Many cargo ships avoid ‘emission control areas’ (kind of like London’s low emission zone), are ancient and poorly maintained, and some end up leaking or sinking entirely, polluting waters for thousands of miles like the MV X-Press Pearl in 2021. In addition, many ecologists are concerned about the impact of not only pollution but other effects on sea life.

“Ship strikes are one of the leading causes of death for several whale populations around the globe” and the noise from ship engines confuses and deafens marine animals. Whales and dolphins can get lost, stop eating and even stop communicating with one another.

That’s not cool. It sounds a lot like when we lived near a neighbour who took the muffler off their motorbike and loved random midnight excursions. Of course the whales have it significantly worse, but it’s enough to say we feel bad for them.

In fact, The National Food Strategy: Independent Review (July 2021) sums up the problems with modern food production:

“…the food we eat – and the way we produce it – is doing terrible damage to our planet and to our health.

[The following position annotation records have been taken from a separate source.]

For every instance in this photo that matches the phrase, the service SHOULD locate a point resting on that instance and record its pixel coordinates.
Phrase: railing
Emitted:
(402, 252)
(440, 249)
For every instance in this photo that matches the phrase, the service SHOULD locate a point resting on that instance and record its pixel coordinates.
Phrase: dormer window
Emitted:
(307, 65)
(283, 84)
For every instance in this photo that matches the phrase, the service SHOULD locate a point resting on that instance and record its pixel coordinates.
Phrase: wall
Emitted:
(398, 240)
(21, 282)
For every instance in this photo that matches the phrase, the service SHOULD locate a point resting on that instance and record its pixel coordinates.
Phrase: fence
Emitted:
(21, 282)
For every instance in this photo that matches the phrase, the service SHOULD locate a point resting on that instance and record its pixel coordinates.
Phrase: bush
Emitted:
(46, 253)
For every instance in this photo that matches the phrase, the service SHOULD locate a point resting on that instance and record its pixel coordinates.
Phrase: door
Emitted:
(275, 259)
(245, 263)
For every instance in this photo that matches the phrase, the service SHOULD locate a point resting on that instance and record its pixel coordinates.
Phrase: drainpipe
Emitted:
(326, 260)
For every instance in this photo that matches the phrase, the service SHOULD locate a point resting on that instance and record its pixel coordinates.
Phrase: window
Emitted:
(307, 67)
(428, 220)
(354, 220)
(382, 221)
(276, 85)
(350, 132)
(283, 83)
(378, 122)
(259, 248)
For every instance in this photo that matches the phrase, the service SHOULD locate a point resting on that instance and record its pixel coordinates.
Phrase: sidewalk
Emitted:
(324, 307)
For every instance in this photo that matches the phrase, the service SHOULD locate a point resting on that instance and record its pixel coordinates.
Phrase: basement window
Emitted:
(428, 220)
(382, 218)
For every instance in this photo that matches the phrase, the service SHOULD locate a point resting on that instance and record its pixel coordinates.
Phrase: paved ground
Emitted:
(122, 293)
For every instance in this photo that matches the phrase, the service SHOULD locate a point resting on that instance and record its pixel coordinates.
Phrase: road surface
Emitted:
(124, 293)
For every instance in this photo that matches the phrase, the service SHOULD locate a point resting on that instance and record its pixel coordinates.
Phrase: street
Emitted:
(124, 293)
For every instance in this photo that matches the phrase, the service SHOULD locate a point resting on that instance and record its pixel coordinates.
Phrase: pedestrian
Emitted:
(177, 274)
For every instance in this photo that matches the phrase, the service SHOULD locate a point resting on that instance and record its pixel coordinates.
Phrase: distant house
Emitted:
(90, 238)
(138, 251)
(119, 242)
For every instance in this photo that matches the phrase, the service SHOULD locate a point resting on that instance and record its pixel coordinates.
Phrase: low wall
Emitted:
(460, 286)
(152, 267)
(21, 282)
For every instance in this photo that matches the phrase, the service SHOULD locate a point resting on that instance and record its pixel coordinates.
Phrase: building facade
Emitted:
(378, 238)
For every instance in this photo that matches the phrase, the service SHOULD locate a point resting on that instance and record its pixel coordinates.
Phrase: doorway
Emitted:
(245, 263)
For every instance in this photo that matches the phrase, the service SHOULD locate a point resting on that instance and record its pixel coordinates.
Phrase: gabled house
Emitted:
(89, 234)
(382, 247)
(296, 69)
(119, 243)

The global food system is the single biggest contributor to biodiversity loss, deforestation, drought, freshwater pollution and the collapse of aquatic wildlife. It is the second-biggest contributor to climate change, after the energy industry.”

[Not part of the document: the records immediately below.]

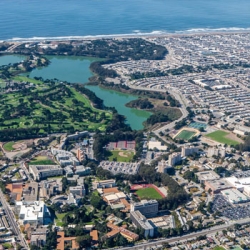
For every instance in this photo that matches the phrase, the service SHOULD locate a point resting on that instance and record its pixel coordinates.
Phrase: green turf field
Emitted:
(148, 194)
(220, 136)
(42, 160)
(125, 155)
(9, 146)
(185, 135)
(219, 248)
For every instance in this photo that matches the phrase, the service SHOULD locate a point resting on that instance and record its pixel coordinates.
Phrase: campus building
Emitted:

Gosh. That’s not so good. And according to Defra statistics, in 2019 the UK produced only 55% of the food consumed in the UK. That’s a lot of air and ocean miles to make up the rest.

So what can we do? It’s easy to read all this and feel a crushing weight of responsibility. Or alternatively, a sense of ‘this is such a big problem, it doesn’t feel like it’s anything to do with me’. Well, whilst there are environmental advocates out there battling governments, corporations and even entire industries, there are small things we can do to alleviate the pressure. And eating seasonal produce is one way to help.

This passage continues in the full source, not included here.